Evidence suggests that in the past the Ngadjuri People once lived in larger populations around the mid-north when it was much wetter. For example, 18,000 years ago South Australia was still in the grips of an ice age and evidence suggests that the region would have been far less arid than today with a more plentiful supply of fresh drinking water.

Little has been recorded or passed down about the Dreaming and in particular the stellar beliefs of the Ngadjuri People; however, a number of snippets of how they viewed the nightly dance of stars above have survived. Additionally, there is some crossover in the ways the skies were seen between bordering groups such as the Kaurna on the Adelaide Plains to the south and the Adnyamathanha in the Flinders Ranges to the north.

For example, the Ngadjuri People see the Southern Cross as the claw of the majestic Wedge-tailed Eagle Aquila Audax. Eagles and other Australian Birds feature strongly in many stories told by Indigenous Australians and the Ngadjuri call the Southern Cross Wildu. This belief corresponds with the Adnyamathanha view of this part of the sky, which they call Wildu mandawi. Furthermore, the Lutheran missionaries Clamor Schürmann and Christian Teichelmann who arrived in the Adelaide colony in 1838 had recorded that the Kaurna People also have an eagle in the sky, which Schürmann and Teichelmann spelt as Wilto.

According to Ngadjuri Elder Barney Warrior (1873-1948), in the Dreaming of the Ngadjuri People there was once a camp in the Orroroo district when it was believed that animals were human beings. Wildu the eagle had been out hunting with the crow one day. When they returned from their hunt Wildu had not given the crow a fair share of the food they had collected, so the crow became angry and set a trap so that the eagle would injure his foot by stepping on a sharpened kangaroo bone. The eagle had tried to pursue the crow but never caught up with him. The word for crow is wakala and it is conceivable based on other Aboriginal names around Australia that this may have been the star Canopus in the constellation of Carina. For example, the Boorong name War, and the Boandik Wa, or Wah, all apply to Canopus.

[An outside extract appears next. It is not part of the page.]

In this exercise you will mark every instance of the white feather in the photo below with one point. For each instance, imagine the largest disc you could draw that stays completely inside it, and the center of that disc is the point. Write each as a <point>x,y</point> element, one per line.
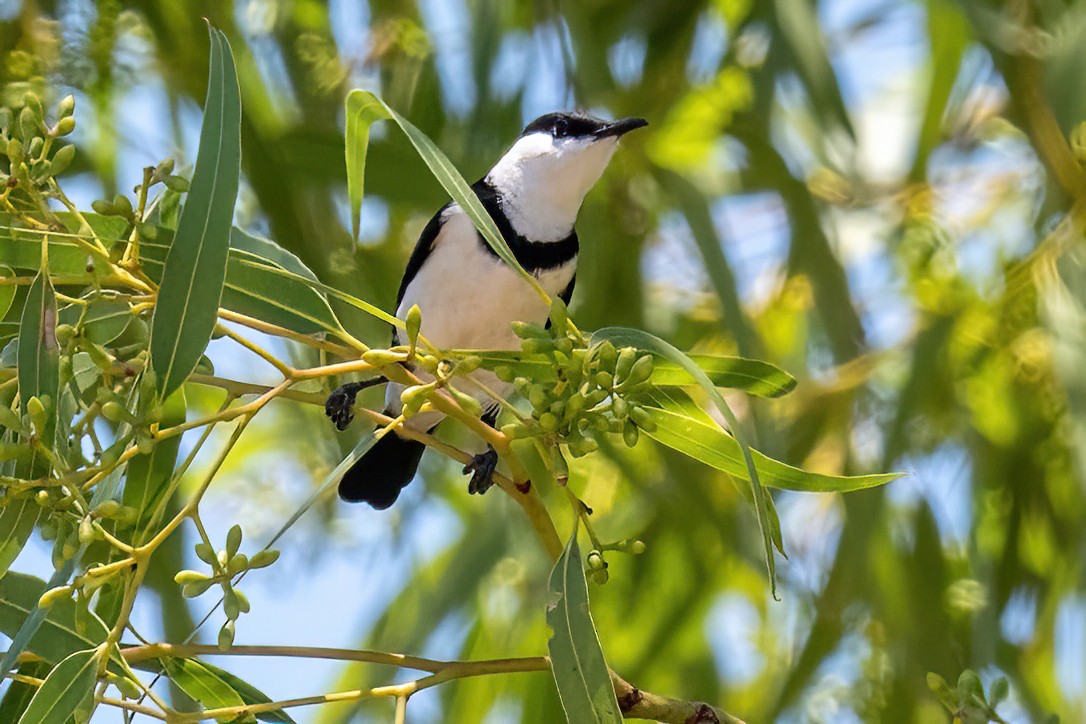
<point>469,297</point>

To the Ngadjuri People the band of the Milky Way is known as wali'bari and like the Kaurna and Ramindjeri Peoples to the south, it was seen as a river stretching across the sky (wali or wadli = hut, bari = river or creek). Strewn along the banks of this celestial river are a number of bark huts or as they are commonly referred to throughout Australia wurlies. The term for 'star' in the Ngadjuri language is budli. Furthermore, prominent in southern skies during summer is the Pleiades Cluster. The Pleiades are an open cluster of stars, which are believed to have formed approximately 50-60 million years ago, and are located some 378 light years away from our sun. The Ngadjuri refer to these stars as Bulali.

In addition, the nightly motion of the stars and moon were used as a calendar to monitor the seasons. This was vital to survival in Aboriginal society to assure that they would know which bush foods were available throughout the year, based on the seasonal changes of constellations in the sky. The Ngadjuri People know the moon as Bera and the sun is known as Jandu or Djendu.

With the exception of modern Ngadjuri descendants living in the district, there are few reminders of the people who once lived in this area. However, take a walk down to Pekina Creek and journey back in time to see the 'petroglyphs' left by the earlier inhabitants of the region. These were first recorded by a non-indigenous person in 1959, a Mr H. E. Burrows from the South Australian Museum. The style of art found in Pekina Creek is referred to as 'Panaramitee style' and it is found in many regions around the mid-north of the state. This style of art often includes circles, animal tracks and straight lines. In addition, engraving sites like the one down at Pekina Creek in Orroroo represent a way of passing on knowledge, a way of teaching people where to find water, the food sources in the locality and sometimes relates to the Dreaming stories of the people.